What might an exchange do if it sees that a customer has used a mixer? First, it might take further steps to determine the nature of the funds. The customer could be asked questions about why they used a mixer, similar to the way people have to jump through extra hoops to deposit large amounts of physical cash at a bank, said Robinson.

The Block reached out to six of the most popular exchanges — Coinbase, Gemini, Binance, Bitfinex, Bitstamp and Bittrex — and asked them about how they deal with mixed funds. Two answered our questions.

A spokesperson for Coinbase said that it has “methods of identifying when mixers have been used” and that it “conduct[s] related due diligence accordingly,” but declined to comment further. 

A Bitfinex spokesperson said all digital token transactions sent and received are screened for a number of factors, including connectivity to mixers. They also said that whether a coin is from a mixer is not the only important question.

“Another relevant factor is at what point a coin goes through a mixer,” the spokesperson said. “For example, a direct connection to Bitfinex from a mixer may be a different risk than a coin being processed through a mixer several hops back.”

The other four exchanges either declined to comment or did not respond to multiple requests for comment.

Whatever measures exchanges are taking, though, mixers are continuing to evolve and are becoming harder to identify, according to Robinson. It's a "constant arms race," he said.

The other side of the coin

Besides being technically difficult, the issue is also philosophically complicated.

“There are plenty of legitimate reasons why you would want to use a mixer, for example, just to preserve your financial privacy,” said Robinson. It’s similar to why you might use physical cash, he explained. “There's no reason why the exchange should know what kind of purchases you've been making."
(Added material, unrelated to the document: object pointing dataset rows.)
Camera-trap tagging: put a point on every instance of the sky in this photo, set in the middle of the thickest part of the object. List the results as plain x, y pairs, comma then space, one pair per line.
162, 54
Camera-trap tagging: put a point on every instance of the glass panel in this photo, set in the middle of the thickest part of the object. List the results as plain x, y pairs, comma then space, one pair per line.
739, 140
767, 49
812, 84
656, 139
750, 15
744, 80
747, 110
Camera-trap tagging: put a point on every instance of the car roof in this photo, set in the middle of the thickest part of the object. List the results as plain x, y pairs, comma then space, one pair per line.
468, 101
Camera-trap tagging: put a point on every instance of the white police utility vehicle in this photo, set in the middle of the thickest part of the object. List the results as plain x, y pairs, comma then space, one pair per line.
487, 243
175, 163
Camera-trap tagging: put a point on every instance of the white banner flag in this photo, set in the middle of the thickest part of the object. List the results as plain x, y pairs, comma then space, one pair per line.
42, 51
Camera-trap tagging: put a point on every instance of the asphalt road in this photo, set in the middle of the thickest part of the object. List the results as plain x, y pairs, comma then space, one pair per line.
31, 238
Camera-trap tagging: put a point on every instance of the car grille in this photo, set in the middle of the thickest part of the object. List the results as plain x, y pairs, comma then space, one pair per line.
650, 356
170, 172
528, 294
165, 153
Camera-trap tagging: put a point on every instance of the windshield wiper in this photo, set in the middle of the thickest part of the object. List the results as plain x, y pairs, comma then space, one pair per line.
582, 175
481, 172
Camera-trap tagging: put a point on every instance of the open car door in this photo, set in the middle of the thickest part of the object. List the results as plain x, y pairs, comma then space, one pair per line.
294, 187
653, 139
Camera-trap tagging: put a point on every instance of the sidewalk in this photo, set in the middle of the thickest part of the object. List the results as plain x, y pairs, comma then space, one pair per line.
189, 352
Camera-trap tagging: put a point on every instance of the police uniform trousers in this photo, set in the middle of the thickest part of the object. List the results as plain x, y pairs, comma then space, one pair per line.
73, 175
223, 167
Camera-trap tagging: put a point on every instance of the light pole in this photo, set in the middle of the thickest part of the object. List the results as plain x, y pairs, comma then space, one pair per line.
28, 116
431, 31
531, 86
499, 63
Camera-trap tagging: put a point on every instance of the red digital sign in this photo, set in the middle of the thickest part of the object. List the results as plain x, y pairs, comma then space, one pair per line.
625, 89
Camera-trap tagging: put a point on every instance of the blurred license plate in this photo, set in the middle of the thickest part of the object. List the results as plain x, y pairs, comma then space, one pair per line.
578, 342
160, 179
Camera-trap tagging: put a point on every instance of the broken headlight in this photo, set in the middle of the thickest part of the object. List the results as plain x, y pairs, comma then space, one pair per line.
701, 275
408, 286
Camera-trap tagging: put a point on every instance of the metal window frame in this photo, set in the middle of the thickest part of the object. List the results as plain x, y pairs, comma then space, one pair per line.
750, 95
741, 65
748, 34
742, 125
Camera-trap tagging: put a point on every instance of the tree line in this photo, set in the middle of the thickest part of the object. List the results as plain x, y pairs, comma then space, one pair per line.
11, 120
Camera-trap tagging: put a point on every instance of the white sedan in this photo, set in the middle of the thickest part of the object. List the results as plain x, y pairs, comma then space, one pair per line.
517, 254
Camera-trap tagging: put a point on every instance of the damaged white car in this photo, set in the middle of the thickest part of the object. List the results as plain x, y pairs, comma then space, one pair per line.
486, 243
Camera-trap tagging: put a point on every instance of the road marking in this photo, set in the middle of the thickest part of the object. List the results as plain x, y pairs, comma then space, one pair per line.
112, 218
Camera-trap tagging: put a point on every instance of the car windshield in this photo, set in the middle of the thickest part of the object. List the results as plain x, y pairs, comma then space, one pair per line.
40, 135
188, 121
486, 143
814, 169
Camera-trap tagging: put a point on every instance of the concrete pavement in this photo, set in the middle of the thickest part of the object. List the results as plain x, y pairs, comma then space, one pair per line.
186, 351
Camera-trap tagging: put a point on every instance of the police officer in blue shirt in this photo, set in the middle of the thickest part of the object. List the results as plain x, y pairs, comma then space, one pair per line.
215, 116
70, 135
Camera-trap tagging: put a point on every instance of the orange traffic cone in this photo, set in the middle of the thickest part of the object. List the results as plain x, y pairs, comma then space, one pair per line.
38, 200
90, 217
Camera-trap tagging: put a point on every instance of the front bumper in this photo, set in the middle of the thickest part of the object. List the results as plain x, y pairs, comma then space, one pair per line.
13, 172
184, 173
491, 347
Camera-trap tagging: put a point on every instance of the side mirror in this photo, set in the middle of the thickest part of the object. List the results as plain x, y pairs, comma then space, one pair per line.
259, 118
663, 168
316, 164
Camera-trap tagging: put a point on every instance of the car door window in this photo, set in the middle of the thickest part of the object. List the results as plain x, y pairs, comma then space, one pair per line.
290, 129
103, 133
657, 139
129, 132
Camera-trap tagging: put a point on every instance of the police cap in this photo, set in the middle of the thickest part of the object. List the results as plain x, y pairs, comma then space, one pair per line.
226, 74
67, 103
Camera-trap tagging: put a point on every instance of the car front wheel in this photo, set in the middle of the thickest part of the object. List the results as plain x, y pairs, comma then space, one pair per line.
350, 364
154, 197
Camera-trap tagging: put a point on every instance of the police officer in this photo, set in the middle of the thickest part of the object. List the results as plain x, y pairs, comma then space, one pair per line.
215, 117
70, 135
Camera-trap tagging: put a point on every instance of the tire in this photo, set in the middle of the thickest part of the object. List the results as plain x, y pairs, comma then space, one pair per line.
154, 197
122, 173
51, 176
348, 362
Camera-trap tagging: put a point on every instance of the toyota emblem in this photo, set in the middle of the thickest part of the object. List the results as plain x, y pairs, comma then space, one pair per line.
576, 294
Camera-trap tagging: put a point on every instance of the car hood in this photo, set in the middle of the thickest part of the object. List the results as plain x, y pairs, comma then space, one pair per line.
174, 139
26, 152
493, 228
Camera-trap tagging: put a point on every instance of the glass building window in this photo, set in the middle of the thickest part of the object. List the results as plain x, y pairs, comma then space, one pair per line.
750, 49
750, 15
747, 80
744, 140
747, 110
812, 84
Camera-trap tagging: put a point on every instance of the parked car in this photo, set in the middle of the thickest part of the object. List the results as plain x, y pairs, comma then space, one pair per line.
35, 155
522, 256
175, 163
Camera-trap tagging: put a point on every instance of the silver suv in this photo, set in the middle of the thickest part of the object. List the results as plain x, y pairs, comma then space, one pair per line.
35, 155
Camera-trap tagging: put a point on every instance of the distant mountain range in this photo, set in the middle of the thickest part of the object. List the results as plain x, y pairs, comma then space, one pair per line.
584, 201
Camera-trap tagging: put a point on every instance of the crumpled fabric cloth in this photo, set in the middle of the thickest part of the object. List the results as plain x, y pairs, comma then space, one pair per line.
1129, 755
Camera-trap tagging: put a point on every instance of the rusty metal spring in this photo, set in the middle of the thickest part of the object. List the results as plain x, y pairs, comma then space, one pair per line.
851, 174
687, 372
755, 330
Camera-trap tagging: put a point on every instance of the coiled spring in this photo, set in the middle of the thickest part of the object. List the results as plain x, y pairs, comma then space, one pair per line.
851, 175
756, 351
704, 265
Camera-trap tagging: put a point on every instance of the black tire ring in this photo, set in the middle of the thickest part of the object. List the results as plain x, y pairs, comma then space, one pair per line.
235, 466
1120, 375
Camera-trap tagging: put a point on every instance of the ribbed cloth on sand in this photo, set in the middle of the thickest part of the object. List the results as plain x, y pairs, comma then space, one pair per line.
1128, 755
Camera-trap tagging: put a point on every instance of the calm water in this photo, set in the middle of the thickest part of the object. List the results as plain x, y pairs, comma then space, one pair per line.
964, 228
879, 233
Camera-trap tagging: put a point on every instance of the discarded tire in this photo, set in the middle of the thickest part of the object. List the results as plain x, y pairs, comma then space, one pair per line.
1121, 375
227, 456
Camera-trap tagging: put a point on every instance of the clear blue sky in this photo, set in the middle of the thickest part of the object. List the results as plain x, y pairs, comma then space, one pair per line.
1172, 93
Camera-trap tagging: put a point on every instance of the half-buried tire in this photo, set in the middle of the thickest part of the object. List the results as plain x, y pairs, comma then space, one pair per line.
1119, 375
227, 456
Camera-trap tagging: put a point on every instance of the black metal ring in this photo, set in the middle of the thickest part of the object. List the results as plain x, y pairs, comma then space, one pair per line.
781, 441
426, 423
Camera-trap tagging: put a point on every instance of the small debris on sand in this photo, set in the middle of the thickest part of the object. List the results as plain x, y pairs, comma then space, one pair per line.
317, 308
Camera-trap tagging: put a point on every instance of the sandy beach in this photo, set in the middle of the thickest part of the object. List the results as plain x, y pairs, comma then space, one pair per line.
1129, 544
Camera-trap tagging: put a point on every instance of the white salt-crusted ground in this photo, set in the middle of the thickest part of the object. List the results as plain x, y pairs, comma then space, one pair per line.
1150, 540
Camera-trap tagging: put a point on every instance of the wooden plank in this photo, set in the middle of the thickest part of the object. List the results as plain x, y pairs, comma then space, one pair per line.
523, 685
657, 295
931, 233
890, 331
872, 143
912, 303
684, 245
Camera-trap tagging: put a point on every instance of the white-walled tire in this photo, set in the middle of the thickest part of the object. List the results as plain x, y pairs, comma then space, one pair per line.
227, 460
The problem? "It is impossible to distinguish between somebody using a mixer for financial privacy reasons and somebody using a mixer because they are laundering proceeds of crime," said Robinson. 

Turning to blockchain analytics tools to track stolen funds is “not going to solve the root of the problem,” said Bálint Harmat, CEO and co-founder of zkSNACKS, the firm behind Wasabi, in a statement shared with The Block. The "bad actors" who have taken advantage of services like Wasabi will continue to commit crimes, he said.

“Wasabi is a tool created to improve the privacy of Bitcoin users, and not intended for criminals to launder money,” Harmat said. “We prohibit and strictly reject any kind of illegal activity, as shown in our Terms & Conditions.”

Harmat said regulators should perhaps focus their attention on the crimes — particularly exchange hacks — that occur before the mixing service comes into play. “Should they not introduce stricter security protocols in order to protect user funds? Isn't user security the most important at the end of the day?”